Hover's Estate

Gest, J.,

There can be no doubt that, prior to the Act of June 29, 1923, P. L. 914, the next of kin to whom the remainder estate is directed to be distributed should be ascertained as of the death of the testator and not as of the death of the life tenant, which is the period of distribution. This is a canon of testamentary construction, which applies unless the testator expressly or by necessary implication clearly designates the contrary intention. This contrary intention cannot be inferred from the fact, which *593is purely accidental, that the result may be to divert the estate to persons not belonging to the family of the testator, as will be the case here, in part at least, if those persons should be ascertained through the estate of Adaline, the daughter of the testatrix and her only next of kin. Such considerations should not influence our legal judgment: Bentley’s Estate (No. 1), 30 Dist. R. 67; and the mere fact that the life tenant is herself the only next of kin of the testatrix is likewise irrelevant in applying this canon of construction: Stewart’s Estate, 147 Pa. 383; Snyder’s Estate, 25 Dist. R. 207.

But the Auditing Judge has held that there is sufficient in this will and its codicils to show clearly that the ordinary rule should not apply, and in this we concur. When the will and codicils were written, the latest bearing date Jan. 5, 1907, the testatrix had a sister living, Debora Ridgway, unmarried and childless, and at least two nephews and a niece, Frank W. Whitcraft, David Whitcraft and Elizabeth Ridgway, besides, as it would appear, certain grandnephews and grandnieces. In her first codicil she directed that, in the distribution of her estate after her daughter’s death, David Whitcraft and Lizzie Richardson should receive nothing and that Frank Whitcraft should receive not more than $500, adding, perhaps significantly, “the balance of my estate to be divided as in my within will provided.” And in her second codicil she provided that, “in any distribution” which may be made under her will, Debora Ridgway “shall not participate unless she shall be a widow at the time of such distribution,” which may fairly be interpreted to mean that, “in any distribution” which may be made under her will, Debora Ridgway shall participate if she is a widow “at the time of said distribution.”

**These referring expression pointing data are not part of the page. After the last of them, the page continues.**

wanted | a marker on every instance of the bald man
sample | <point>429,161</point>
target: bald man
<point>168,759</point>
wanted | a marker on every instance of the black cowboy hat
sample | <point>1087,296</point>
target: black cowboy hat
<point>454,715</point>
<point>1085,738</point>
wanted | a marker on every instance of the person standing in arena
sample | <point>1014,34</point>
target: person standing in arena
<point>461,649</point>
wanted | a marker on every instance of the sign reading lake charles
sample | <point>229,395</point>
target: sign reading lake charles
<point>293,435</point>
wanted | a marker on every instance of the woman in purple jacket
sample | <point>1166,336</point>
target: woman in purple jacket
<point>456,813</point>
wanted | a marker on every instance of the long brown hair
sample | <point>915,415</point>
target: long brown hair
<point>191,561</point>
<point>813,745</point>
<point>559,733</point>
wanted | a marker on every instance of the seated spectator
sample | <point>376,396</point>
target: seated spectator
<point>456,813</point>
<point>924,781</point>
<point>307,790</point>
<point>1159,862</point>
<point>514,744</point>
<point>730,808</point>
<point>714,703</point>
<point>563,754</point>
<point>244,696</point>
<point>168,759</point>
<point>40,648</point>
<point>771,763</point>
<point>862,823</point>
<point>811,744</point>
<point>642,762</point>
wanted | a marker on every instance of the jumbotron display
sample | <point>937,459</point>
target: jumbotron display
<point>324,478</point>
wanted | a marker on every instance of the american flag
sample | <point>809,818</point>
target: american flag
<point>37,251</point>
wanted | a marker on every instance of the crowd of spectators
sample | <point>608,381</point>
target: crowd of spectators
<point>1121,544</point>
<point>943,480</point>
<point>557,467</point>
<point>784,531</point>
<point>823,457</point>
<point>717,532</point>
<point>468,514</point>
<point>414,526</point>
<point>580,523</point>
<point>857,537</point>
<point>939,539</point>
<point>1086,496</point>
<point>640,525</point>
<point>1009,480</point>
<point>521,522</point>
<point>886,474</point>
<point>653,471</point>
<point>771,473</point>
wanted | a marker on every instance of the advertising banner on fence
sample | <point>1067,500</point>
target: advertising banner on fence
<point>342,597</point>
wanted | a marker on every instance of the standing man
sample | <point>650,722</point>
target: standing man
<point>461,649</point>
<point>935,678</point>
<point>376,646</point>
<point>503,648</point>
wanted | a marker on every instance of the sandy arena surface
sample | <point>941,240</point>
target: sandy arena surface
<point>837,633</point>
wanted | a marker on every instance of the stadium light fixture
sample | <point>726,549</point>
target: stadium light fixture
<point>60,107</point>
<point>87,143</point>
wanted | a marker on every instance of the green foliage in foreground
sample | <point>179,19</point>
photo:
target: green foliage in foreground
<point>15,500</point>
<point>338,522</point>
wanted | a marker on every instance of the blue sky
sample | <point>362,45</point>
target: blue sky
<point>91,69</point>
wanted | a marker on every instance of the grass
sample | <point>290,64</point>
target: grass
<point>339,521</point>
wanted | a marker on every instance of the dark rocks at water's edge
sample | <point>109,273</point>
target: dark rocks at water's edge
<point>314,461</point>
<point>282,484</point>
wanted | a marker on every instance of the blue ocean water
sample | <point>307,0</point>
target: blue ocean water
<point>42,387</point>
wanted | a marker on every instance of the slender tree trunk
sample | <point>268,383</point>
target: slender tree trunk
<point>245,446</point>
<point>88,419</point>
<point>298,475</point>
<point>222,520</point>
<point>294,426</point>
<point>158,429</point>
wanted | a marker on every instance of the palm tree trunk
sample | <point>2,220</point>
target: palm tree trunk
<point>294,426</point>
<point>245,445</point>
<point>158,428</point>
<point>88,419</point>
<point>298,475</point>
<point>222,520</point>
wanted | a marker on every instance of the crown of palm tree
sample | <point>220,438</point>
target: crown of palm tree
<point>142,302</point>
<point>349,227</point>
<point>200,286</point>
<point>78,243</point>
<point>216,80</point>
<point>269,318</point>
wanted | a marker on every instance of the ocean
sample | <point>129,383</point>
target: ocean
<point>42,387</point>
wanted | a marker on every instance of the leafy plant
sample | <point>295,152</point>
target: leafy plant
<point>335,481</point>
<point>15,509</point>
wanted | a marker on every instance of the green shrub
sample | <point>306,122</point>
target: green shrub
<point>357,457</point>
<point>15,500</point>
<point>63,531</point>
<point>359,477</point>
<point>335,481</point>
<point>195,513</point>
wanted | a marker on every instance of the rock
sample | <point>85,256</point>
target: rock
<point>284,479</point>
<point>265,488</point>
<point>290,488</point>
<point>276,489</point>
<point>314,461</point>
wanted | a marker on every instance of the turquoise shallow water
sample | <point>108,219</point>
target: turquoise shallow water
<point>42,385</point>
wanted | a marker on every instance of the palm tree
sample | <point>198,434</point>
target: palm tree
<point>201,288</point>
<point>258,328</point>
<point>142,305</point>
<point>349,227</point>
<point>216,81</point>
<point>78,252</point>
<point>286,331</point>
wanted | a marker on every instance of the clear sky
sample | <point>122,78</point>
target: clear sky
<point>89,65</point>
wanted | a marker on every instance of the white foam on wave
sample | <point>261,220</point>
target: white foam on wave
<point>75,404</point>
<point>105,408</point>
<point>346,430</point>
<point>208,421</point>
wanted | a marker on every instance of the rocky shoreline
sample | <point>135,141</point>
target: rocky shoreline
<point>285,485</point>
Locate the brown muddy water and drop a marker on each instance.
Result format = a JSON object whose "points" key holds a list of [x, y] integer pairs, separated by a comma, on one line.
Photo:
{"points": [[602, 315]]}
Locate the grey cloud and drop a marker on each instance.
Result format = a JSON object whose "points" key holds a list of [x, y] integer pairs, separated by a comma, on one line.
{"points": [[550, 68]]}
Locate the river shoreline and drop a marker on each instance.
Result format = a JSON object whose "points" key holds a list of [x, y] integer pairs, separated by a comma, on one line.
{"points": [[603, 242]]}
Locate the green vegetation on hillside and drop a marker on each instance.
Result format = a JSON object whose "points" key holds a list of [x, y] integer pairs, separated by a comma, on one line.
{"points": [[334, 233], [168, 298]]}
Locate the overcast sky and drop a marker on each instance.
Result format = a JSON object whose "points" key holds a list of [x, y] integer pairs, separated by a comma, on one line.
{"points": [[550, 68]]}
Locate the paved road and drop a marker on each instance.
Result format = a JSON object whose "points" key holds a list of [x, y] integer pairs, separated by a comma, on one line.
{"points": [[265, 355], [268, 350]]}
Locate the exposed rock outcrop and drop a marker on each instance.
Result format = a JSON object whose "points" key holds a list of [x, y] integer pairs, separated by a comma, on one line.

This alone may not be controlling, but the testatrix added, what seems to us to be most important, that, “in any such distribution, Mary Sabey shall receive an equal share along with my nephews and nieces as though she were lawfully my niece.” In our opinion, the will and codicil show that the testatrix contemplated that her estate should be distributed among her collateral relatives and not to the estate of her daughter, at whose decease the estate should be distributed, for we must remember that Mary Sabey was not a niece in fact, but included as a legatee among nephews and nieces. The testatrix evidently intended that Mary Sabey should at the distribution take a share of her estate and not being entitled under the intestate laws, she can only take by testamentary inclusion among those who were, namely, the nephews and nieces, and if these are the persons who take under the intestate laws, it follows that the distribution must be made in accordance with those laws at the death of the life tenant, whose estate is thereby excluded. This result is entirely consistent with Snyder’s Estate, 25 Dist. R. 207, where the exclusion of certain cousins nommatim from participation was held as intended to apply if the class of cousins should at the time of the testator’s death constitute his next of kin. This affords no clear indication of testamentary intention, that the cousins should necessarily constitute the class of distributees. Nor does our decision in Hausman’s Estate, 7 D. & C. 49, apply, where a stepbrother was by a will included in the distribution among the testator’s heirs. There appears no reason why this stepbrother should not take along with the full brothers and sisters, and his express inclusion appears to be ex majori cautela, and as it was said by the Auditing Judge in that case: “I think the testator did not mean to bestow upon brothers and sisters and their issue the character of heirs in every event, but merely to treat William J. Gruhler as a blood brother, entitled to take if brothers were within the class that was to take, but not to displace a superior class of heirs.” In the present case, however, the inclusion of Mary Sabey among the distributees, who was no kin of *594the testatrix, and, evidently, as a favored legatee, was intended to take in any event, shows that the class in which she was placed should also take in any event.

The exceptions are dismissed and the adjudication confirmed absolutely.